Os estoques atuais estão 5 milhões de sacas abaixo da média, cobrindo apenas 18% da demanda anual, em comparação com 31% em outubro de 2022. A queda é parcialmente atribuída a uma redução de 17% nas importações de setembro de 2023 (3,5 milhões de sacas) e a uma menor relação estoque/uso.

Para o ano agrícola completo (de outubro a setembro), a UE importou 45,6 milhões de sacas, 7% a menos que o ciclo anterior. Apesar das importações mais baixas, os estoques caíram 40%, sugerindo que fatores além das importações contribuem, incluindo uma maior demanda da indústria.

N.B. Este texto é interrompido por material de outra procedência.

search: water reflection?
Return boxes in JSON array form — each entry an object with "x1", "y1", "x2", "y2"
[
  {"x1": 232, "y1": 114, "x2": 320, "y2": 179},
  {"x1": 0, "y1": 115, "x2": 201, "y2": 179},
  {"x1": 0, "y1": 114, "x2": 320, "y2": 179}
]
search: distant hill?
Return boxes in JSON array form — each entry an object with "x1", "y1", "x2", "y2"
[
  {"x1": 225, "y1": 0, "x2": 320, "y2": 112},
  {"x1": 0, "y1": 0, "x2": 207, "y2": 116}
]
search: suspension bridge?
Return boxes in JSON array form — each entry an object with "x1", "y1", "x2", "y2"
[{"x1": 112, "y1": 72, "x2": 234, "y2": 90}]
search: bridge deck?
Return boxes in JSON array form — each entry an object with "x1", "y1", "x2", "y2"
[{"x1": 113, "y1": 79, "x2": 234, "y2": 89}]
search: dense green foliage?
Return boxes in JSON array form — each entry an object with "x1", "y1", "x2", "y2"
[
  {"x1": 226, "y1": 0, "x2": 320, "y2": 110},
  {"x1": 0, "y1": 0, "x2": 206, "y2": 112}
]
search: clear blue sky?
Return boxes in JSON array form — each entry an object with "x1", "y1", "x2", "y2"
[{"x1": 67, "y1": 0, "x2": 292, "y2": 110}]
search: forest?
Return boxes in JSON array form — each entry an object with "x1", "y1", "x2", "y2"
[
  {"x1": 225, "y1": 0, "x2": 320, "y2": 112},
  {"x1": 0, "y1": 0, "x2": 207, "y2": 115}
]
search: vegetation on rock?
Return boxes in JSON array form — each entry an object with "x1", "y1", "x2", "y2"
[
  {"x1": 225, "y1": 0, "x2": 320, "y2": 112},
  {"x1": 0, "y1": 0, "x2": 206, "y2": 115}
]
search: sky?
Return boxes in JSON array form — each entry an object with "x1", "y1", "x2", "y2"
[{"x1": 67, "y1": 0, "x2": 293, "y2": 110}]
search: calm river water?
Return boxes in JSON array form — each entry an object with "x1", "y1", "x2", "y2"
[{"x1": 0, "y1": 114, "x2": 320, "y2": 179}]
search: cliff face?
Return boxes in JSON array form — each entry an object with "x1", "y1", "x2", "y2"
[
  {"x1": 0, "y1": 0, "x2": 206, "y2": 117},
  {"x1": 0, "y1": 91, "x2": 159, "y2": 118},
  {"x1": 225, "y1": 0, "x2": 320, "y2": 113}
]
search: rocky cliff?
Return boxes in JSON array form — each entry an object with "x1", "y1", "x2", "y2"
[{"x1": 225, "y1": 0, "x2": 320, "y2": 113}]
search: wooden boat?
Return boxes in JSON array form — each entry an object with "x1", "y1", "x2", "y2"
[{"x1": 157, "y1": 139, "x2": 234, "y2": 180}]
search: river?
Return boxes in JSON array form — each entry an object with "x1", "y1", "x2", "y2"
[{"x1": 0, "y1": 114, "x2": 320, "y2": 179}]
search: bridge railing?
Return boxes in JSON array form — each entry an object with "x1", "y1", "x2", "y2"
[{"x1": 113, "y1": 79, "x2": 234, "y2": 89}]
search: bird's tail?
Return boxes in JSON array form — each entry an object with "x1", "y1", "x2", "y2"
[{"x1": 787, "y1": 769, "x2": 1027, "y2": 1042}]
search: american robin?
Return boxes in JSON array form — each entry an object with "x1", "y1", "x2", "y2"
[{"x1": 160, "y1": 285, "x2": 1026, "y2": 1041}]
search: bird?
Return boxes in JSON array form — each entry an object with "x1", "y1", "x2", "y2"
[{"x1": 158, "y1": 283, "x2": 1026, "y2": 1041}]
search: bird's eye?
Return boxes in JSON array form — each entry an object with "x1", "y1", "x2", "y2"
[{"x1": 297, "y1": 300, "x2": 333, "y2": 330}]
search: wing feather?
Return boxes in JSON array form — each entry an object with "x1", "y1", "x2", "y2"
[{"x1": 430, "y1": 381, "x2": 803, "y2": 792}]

A demanda dos torrefadores pode ser 5% maior do que as estimativas iniciais, atingindo 46,4 milhões de sacas. Além disso, dinâmicas internas, como regulamentações anti-desmatamento, também podem impactar o mercado de café na União Europeia.

Com o lançamento dos estoques de café europeus de setembro e outubro, os resultados do ciclo 22/23 estão finalmente disponíveis, e é uma oportunidade para revisar como a demanda se comportou na União Europeia – a fim de entender como esses indicadores podem se desenvolver no próximo ano.

Primeiro, segundo a hEDGEpoint Global Markets, ao analisar exclusivamente os dados de estoques, tanto os resultados de setembro quanto de outubro impressionam por suas mínimas históricas: os estoques estavam em 9,31M scs no primeiro e 8,44M scs no segundo (Gráfico #1) – o mais baixo desde dezembro de 2013, quando os dados estão disponíveis.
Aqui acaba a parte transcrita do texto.